Leonard also has a new form of home arrest program with The Healing Place that allows some inmates to wear an ankle bracelet while living and receiving treatment there.
“I get about five addicts a day at my jail. We’re good at getting you withdrawn, but I’m just sending you out of jail as a sober addict,” Leonard said.
“My philosophy is, we want to break all addiction and dependency on all drugs and alcohol.
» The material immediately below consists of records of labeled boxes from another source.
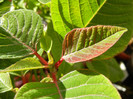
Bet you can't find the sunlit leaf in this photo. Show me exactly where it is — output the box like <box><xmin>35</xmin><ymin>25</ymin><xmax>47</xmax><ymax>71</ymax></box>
<box><xmin>88</xmin><ymin>0</ymin><xmax>133</xmax><ymax>60</ymax></box>
<box><xmin>63</xmin><ymin>25</ymin><xmax>127</xmax><ymax>63</ymax></box>
<box><xmin>86</xmin><ymin>58</ymin><xmax>124</xmax><ymax>82</ymax></box>
<box><xmin>0</xmin><ymin>9</ymin><xmax>43</xmax><ymax>59</ymax></box>
<box><xmin>38</xmin><ymin>0</ymin><xmax>51</xmax><ymax>4</ymax></box>
<box><xmin>0</xmin><ymin>58</ymin><xmax>47</xmax><ymax>73</ymax></box>
<box><xmin>15</xmin><ymin>70</ymin><xmax>120</xmax><ymax>99</ymax></box>
<box><xmin>0</xmin><ymin>73</ymin><xmax>13</xmax><ymax>93</ymax></box>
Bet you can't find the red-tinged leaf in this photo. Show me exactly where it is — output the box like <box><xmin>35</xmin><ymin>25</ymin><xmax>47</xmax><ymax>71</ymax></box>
<box><xmin>62</xmin><ymin>25</ymin><xmax>127</xmax><ymax>63</ymax></box>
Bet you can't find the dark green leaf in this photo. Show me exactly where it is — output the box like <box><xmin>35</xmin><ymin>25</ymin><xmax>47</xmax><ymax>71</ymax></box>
<box><xmin>15</xmin><ymin>70</ymin><xmax>121</xmax><ymax>99</ymax></box>
<box><xmin>86</xmin><ymin>59</ymin><xmax>124</xmax><ymax>82</ymax></box>
<box><xmin>0</xmin><ymin>73</ymin><xmax>13</xmax><ymax>93</ymax></box>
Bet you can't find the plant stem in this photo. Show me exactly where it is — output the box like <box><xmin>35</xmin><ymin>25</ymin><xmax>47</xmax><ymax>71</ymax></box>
<box><xmin>55</xmin><ymin>58</ymin><xmax>64</xmax><ymax>69</ymax></box>
<box><xmin>52</xmin><ymin>73</ymin><xmax>63</xmax><ymax>99</ymax></box>
<box><xmin>33</xmin><ymin>51</ymin><xmax>48</xmax><ymax>65</ymax></box>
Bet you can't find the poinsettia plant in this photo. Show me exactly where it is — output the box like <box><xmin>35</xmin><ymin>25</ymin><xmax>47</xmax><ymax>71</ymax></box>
<box><xmin>0</xmin><ymin>0</ymin><xmax>133</xmax><ymax>99</ymax></box>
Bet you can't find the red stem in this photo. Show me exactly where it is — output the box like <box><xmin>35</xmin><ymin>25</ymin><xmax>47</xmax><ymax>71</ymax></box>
<box><xmin>33</xmin><ymin>51</ymin><xmax>48</xmax><ymax>65</ymax></box>
<box><xmin>52</xmin><ymin>73</ymin><xmax>63</xmax><ymax>99</ymax></box>
<box><xmin>55</xmin><ymin>57</ymin><xmax>64</xmax><ymax>69</ymax></box>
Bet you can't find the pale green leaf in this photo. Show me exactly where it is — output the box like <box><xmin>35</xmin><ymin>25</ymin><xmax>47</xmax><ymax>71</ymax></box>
<box><xmin>0</xmin><ymin>0</ymin><xmax>11</xmax><ymax>17</ymax></box>
<box><xmin>0</xmin><ymin>73</ymin><xmax>13</xmax><ymax>93</ymax></box>
<box><xmin>0</xmin><ymin>57</ymin><xmax>46</xmax><ymax>73</ymax></box>
<box><xmin>15</xmin><ymin>70</ymin><xmax>121</xmax><ymax>99</ymax></box>
<box><xmin>86</xmin><ymin>59</ymin><xmax>124</xmax><ymax>82</ymax></box>
<box><xmin>38</xmin><ymin>0</ymin><xmax>51</xmax><ymax>4</ymax></box>
<box><xmin>0</xmin><ymin>9</ymin><xmax>43</xmax><ymax>59</ymax></box>
<box><xmin>51</xmin><ymin>0</ymin><xmax>106</xmax><ymax>38</ymax></box>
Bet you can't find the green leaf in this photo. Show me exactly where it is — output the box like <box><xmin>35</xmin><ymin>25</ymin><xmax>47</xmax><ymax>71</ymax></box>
<box><xmin>51</xmin><ymin>0</ymin><xmax>106</xmax><ymax>38</ymax></box>
<box><xmin>86</xmin><ymin>58</ymin><xmax>124</xmax><ymax>82</ymax></box>
<box><xmin>0</xmin><ymin>9</ymin><xmax>43</xmax><ymax>59</ymax></box>
<box><xmin>38</xmin><ymin>0</ymin><xmax>51</xmax><ymax>4</ymax></box>
<box><xmin>0</xmin><ymin>0</ymin><xmax>4</xmax><ymax>3</ymax></box>
<box><xmin>0</xmin><ymin>91</ymin><xmax>15</xmax><ymax>99</ymax></box>
<box><xmin>62</xmin><ymin>25</ymin><xmax>127</xmax><ymax>63</ymax></box>
<box><xmin>0</xmin><ymin>73</ymin><xmax>13</xmax><ymax>93</ymax></box>
<box><xmin>0</xmin><ymin>0</ymin><xmax>11</xmax><ymax>17</ymax></box>
<box><xmin>40</xmin><ymin>33</ymin><xmax>53</xmax><ymax>52</ymax></box>
<box><xmin>47</xmin><ymin>22</ymin><xmax>62</xmax><ymax>62</ymax></box>
<box><xmin>0</xmin><ymin>57</ymin><xmax>45</xmax><ymax>73</ymax></box>
<box><xmin>15</xmin><ymin>70</ymin><xmax>120</xmax><ymax>99</ymax></box>
<box><xmin>89</xmin><ymin>0</ymin><xmax>133</xmax><ymax>60</ymax></box>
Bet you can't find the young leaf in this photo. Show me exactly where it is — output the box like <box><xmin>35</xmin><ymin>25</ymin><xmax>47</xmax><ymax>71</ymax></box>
<box><xmin>40</xmin><ymin>33</ymin><xmax>53</xmax><ymax>52</ymax></box>
<box><xmin>63</xmin><ymin>25</ymin><xmax>127</xmax><ymax>63</ymax></box>
<box><xmin>0</xmin><ymin>73</ymin><xmax>13</xmax><ymax>93</ymax></box>
<box><xmin>88</xmin><ymin>0</ymin><xmax>133</xmax><ymax>60</ymax></box>
<box><xmin>51</xmin><ymin>0</ymin><xmax>106</xmax><ymax>38</ymax></box>
<box><xmin>0</xmin><ymin>0</ymin><xmax>11</xmax><ymax>17</ymax></box>
<box><xmin>0</xmin><ymin>58</ymin><xmax>47</xmax><ymax>73</ymax></box>
<box><xmin>86</xmin><ymin>58</ymin><xmax>124</xmax><ymax>82</ymax></box>
<box><xmin>0</xmin><ymin>9</ymin><xmax>43</xmax><ymax>59</ymax></box>
<box><xmin>15</xmin><ymin>70</ymin><xmax>120</xmax><ymax>99</ymax></box>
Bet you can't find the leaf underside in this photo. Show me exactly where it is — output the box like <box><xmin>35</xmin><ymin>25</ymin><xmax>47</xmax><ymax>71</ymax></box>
<box><xmin>0</xmin><ymin>9</ymin><xmax>43</xmax><ymax>59</ymax></box>
<box><xmin>62</xmin><ymin>25</ymin><xmax>127</xmax><ymax>63</ymax></box>
<box><xmin>15</xmin><ymin>70</ymin><xmax>120</xmax><ymax>99</ymax></box>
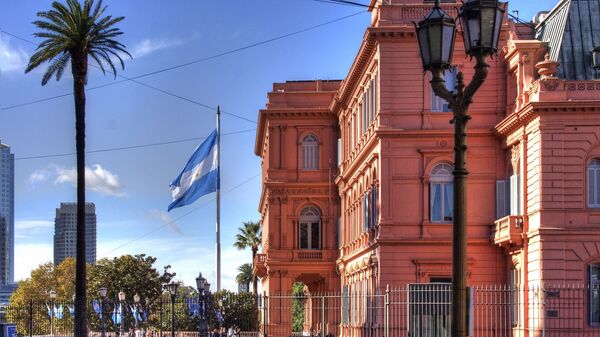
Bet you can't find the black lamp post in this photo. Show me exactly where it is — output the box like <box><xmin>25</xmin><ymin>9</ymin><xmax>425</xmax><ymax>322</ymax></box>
<box><xmin>196</xmin><ymin>273</ymin><xmax>210</xmax><ymax>337</ymax></box>
<box><xmin>592</xmin><ymin>46</ymin><xmax>600</xmax><ymax>70</ymax></box>
<box><xmin>133</xmin><ymin>294</ymin><xmax>140</xmax><ymax>330</ymax></box>
<box><xmin>98</xmin><ymin>287</ymin><xmax>107</xmax><ymax>337</ymax></box>
<box><xmin>167</xmin><ymin>282</ymin><xmax>179</xmax><ymax>337</ymax></box>
<box><xmin>118</xmin><ymin>291</ymin><xmax>127</xmax><ymax>335</ymax></box>
<box><xmin>416</xmin><ymin>0</ymin><xmax>506</xmax><ymax>337</ymax></box>
<box><xmin>50</xmin><ymin>290</ymin><xmax>56</xmax><ymax>336</ymax></box>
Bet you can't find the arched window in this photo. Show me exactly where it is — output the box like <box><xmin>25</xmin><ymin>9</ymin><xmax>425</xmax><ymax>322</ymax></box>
<box><xmin>429</xmin><ymin>163</ymin><xmax>454</xmax><ymax>222</ymax></box>
<box><xmin>588</xmin><ymin>158</ymin><xmax>600</xmax><ymax>208</ymax></box>
<box><xmin>302</xmin><ymin>135</ymin><xmax>319</xmax><ymax>170</ymax></box>
<box><xmin>298</xmin><ymin>206</ymin><xmax>321</xmax><ymax>249</ymax></box>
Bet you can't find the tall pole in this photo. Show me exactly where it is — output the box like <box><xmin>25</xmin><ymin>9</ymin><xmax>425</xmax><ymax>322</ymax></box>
<box><xmin>215</xmin><ymin>106</ymin><xmax>221</xmax><ymax>291</ymax></box>
<box><xmin>431</xmin><ymin>54</ymin><xmax>489</xmax><ymax>337</ymax></box>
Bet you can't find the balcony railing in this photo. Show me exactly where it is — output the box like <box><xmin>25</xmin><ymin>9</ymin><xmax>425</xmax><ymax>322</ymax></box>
<box><xmin>295</xmin><ymin>250</ymin><xmax>323</xmax><ymax>260</ymax></box>
<box><xmin>252</xmin><ymin>254</ymin><xmax>267</xmax><ymax>277</ymax></box>
<box><xmin>492</xmin><ymin>215</ymin><xmax>523</xmax><ymax>247</ymax></box>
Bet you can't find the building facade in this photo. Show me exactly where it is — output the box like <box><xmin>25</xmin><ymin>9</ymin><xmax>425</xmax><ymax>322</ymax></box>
<box><xmin>254</xmin><ymin>0</ymin><xmax>600</xmax><ymax>336</ymax></box>
<box><xmin>0</xmin><ymin>142</ymin><xmax>15</xmax><ymax>285</ymax></box>
<box><xmin>54</xmin><ymin>202</ymin><xmax>96</xmax><ymax>266</ymax></box>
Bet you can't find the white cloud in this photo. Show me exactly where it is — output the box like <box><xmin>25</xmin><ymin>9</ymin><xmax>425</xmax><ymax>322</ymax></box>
<box><xmin>0</xmin><ymin>35</ymin><xmax>29</xmax><ymax>73</ymax></box>
<box><xmin>98</xmin><ymin>237</ymin><xmax>251</xmax><ymax>291</ymax></box>
<box><xmin>148</xmin><ymin>209</ymin><xmax>183</xmax><ymax>235</ymax></box>
<box><xmin>27</xmin><ymin>164</ymin><xmax>126</xmax><ymax>197</ymax></box>
<box><xmin>15</xmin><ymin>219</ymin><xmax>54</xmax><ymax>232</ymax></box>
<box><xmin>15</xmin><ymin>243</ymin><xmax>54</xmax><ymax>281</ymax></box>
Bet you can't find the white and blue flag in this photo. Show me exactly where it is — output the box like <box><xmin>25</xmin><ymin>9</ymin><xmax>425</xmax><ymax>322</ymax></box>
<box><xmin>168</xmin><ymin>130</ymin><xmax>219</xmax><ymax>211</ymax></box>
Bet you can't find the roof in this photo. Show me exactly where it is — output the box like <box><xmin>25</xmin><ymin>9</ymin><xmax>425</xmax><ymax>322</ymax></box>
<box><xmin>535</xmin><ymin>0</ymin><xmax>600</xmax><ymax>80</ymax></box>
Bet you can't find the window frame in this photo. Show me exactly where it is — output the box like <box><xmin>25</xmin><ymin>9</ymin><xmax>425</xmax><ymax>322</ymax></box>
<box><xmin>297</xmin><ymin>205</ymin><xmax>323</xmax><ymax>250</ymax></box>
<box><xmin>429</xmin><ymin>163</ymin><xmax>454</xmax><ymax>223</ymax></box>
<box><xmin>587</xmin><ymin>262</ymin><xmax>600</xmax><ymax>327</ymax></box>
<box><xmin>587</xmin><ymin>158</ymin><xmax>600</xmax><ymax>209</ymax></box>
<box><xmin>300</xmin><ymin>133</ymin><xmax>320</xmax><ymax>171</ymax></box>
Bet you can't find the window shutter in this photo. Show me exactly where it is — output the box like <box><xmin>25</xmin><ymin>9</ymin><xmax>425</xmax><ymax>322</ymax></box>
<box><xmin>510</xmin><ymin>174</ymin><xmax>519</xmax><ymax>215</ymax></box>
<box><xmin>337</xmin><ymin>138</ymin><xmax>342</xmax><ymax>166</ymax></box>
<box><xmin>496</xmin><ymin>180</ymin><xmax>508</xmax><ymax>219</ymax></box>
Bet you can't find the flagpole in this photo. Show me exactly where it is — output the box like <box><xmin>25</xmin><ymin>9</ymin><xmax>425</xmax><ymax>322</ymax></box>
<box><xmin>215</xmin><ymin>106</ymin><xmax>221</xmax><ymax>291</ymax></box>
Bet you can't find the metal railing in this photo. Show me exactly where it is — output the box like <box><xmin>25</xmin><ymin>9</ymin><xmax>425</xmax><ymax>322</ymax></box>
<box><xmin>9</xmin><ymin>283</ymin><xmax>600</xmax><ymax>337</ymax></box>
<box><xmin>259</xmin><ymin>283</ymin><xmax>600</xmax><ymax>337</ymax></box>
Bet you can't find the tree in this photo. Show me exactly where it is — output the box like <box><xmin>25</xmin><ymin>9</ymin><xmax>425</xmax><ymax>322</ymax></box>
<box><xmin>233</xmin><ymin>221</ymin><xmax>262</xmax><ymax>295</ymax></box>
<box><xmin>25</xmin><ymin>0</ymin><xmax>131</xmax><ymax>337</ymax></box>
<box><xmin>235</xmin><ymin>263</ymin><xmax>252</xmax><ymax>289</ymax></box>
<box><xmin>6</xmin><ymin>257</ymin><xmax>75</xmax><ymax>335</ymax></box>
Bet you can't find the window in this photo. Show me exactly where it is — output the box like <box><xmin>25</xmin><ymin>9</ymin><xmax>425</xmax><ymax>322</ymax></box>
<box><xmin>509</xmin><ymin>174</ymin><xmax>523</xmax><ymax>215</ymax></box>
<box><xmin>429</xmin><ymin>164</ymin><xmax>454</xmax><ymax>222</ymax></box>
<box><xmin>588</xmin><ymin>159</ymin><xmax>600</xmax><ymax>208</ymax></box>
<box><xmin>496</xmin><ymin>180</ymin><xmax>510</xmax><ymax>219</ymax></box>
<box><xmin>298</xmin><ymin>206</ymin><xmax>321</xmax><ymax>249</ymax></box>
<box><xmin>302</xmin><ymin>135</ymin><xmax>319</xmax><ymax>170</ymax></box>
<box><xmin>588</xmin><ymin>263</ymin><xmax>600</xmax><ymax>325</ymax></box>
<box><xmin>430</xmin><ymin>67</ymin><xmax>458</xmax><ymax>112</ymax></box>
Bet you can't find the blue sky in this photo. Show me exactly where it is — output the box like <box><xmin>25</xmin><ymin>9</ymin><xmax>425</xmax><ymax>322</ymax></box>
<box><xmin>0</xmin><ymin>0</ymin><xmax>558</xmax><ymax>289</ymax></box>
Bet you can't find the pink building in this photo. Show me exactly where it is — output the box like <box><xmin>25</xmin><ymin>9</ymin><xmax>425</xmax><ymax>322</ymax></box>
<box><xmin>255</xmin><ymin>0</ymin><xmax>600</xmax><ymax>335</ymax></box>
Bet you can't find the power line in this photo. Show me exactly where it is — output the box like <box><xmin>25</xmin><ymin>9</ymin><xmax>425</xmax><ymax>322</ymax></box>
<box><xmin>0</xmin><ymin>11</ymin><xmax>365</xmax><ymax>113</ymax></box>
<box><xmin>313</xmin><ymin>0</ymin><xmax>373</xmax><ymax>9</ymax></box>
<box><xmin>0</xmin><ymin>28</ymin><xmax>256</xmax><ymax>124</ymax></box>
<box><xmin>15</xmin><ymin>129</ymin><xmax>256</xmax><ymax>160</ymax></box>
<box><xmin>104</xmin><ymin>173</ymin><xmax>261</xmax><ymax>255</ymax></box>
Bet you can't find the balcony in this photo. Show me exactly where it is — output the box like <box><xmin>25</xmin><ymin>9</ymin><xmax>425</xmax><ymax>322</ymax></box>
<box><xmin>294</xmin><ymin>250</ymin><xmax>323</xmax><ymax>261</ymax></box>
<box><xmin>491</xmin><ymin>215</ymin><xmax>523</xmax><ymax>248</ymax></box>
<box><xmin>252</xmin><ymin>254</ymin><xmax>267</xmax><ymax>277</ymax></box>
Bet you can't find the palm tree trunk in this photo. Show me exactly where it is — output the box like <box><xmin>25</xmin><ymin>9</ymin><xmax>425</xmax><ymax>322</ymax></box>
<box><xmin>252</xmin><ymin>247</ymin><xmax>258</xmax><ymax>296</ymax></box>
<box><xmin>71</xmin><ymin>55</ymin><xmax>87</xmax><ymax>337</ymax></box>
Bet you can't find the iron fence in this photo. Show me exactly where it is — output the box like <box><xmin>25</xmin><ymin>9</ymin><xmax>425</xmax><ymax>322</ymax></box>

This is one perpetual cycle that either ends up with you being in prison for the rest of your life, or dead, and neither of those options are things we’re OK with.”
The Chesterfield jail has a doctor who is working to get a license to prescribe Suboxone, but Leonard said that will be used only to help reduce the intensity of the withdrawal symptoms that addicts experience when they first stop using.
“What we’re not in favor of is transplanting one addiction for another addiction,” he said.
The Richmond Police Department is working to start helping addicts before they end up in jail with a program that soon will offer same-day treatment referrals to all overdose survivors.
Eventually, any addict will be able to bring his drugs and equipment into the city police department and ask for immediate help with no fear of being arrested.
Richmond police Capt. Michael Zohab, who is leading the efforts, said it’s time to admit the war on drugs was lost and try to salvage lives in the best way possible.
Zohab was initially surprised at the intensity of the debate around how to treat addicts.
“I had no idea there were so many varied opinions on the topic,” he said. “What I’ve learned is, recovery is not a one-fit fix for everybody. What’s going to work for me may not work for you.
“We like the fact that certain recovery programs are more holistic in the counseling, in the healing of the individual, to eventually not need an addictive substance to maintain their daily existence. ... But again, there’s no magic program.”